Ouch. Are there times when you act all spiritual while not really thinking, feeling or living that way?

There was also the red-letter day when Jesus turned over tables in the temple to drive the money-grubbers out of a sacred space. Is there any place you are accepting the status quo rather than speaking up – even creating a ruckus – where you see injustice or disrespect?

KNOWING. The consistent message we have from Jesus, at least as the stories were remembered and written down, is that life can be better. We can be better.

He lived in full awareness of his oneness with the power and presence he called “the Father.” He spoke of himself as a door, a gate, a path to God because he was showing us what is possible for human beings when they are fully aligned with divine consciousness.

He said we could do anything he could do. (John 14:12)

Wouldn’t it feel good to live the way he did?
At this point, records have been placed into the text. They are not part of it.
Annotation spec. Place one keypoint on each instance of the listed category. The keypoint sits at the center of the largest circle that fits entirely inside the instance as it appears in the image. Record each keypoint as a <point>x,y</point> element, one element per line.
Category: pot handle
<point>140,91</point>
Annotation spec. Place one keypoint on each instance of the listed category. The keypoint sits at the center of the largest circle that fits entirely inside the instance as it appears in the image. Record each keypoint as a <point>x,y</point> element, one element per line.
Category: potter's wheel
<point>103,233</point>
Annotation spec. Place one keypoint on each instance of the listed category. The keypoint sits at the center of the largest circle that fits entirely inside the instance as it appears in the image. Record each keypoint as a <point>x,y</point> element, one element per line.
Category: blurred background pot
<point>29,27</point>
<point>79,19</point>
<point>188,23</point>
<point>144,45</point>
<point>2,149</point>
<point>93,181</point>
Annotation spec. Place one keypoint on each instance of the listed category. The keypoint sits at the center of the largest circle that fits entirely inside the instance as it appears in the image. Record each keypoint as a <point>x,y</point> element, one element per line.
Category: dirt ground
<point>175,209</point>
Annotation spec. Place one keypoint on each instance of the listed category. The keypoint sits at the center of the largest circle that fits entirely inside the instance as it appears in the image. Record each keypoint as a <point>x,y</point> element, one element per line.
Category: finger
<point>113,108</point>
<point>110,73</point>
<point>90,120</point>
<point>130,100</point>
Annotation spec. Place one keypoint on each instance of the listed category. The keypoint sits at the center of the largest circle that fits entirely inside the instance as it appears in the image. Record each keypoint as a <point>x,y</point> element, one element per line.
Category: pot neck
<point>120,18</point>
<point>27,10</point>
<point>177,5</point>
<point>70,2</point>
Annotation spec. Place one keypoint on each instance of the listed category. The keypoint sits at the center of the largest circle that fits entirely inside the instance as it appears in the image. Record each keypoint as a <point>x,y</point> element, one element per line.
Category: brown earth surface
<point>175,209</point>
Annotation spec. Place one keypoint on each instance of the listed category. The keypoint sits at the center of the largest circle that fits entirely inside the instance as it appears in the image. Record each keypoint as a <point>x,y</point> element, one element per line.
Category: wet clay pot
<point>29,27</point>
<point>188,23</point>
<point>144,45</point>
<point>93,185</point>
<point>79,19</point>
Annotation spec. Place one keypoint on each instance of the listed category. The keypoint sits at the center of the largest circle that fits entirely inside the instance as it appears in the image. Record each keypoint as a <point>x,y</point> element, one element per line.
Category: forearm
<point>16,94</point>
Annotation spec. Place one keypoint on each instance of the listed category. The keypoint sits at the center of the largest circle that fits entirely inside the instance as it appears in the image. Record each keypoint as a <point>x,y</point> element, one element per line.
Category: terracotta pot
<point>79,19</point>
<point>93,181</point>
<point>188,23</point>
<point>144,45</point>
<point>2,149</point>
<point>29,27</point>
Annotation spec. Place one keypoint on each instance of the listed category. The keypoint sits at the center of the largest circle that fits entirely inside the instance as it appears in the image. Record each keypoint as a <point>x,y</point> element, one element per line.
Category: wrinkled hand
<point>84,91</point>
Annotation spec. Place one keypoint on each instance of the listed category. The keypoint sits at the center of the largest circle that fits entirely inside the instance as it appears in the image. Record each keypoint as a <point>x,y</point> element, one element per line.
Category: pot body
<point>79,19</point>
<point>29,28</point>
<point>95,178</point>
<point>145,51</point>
  • Unafraid to honor the people around you, no matter how they have been labeled.
  • Willing to overlook transgressions to remember the divine nature of each being.
  • Understanding of the struggles most people are experiencing.
  • Allowing divine energy to flow through you to touch others.
  • Spotting the spiritual fakes and confronting those who deliberately exploit others.
  • Knowing your own divinity and that of every person, always aware of the possibility for good and for growth.

Those are divine qualities that were born in you, just they were born in Jesus. That’s what we celebrate at Christmas.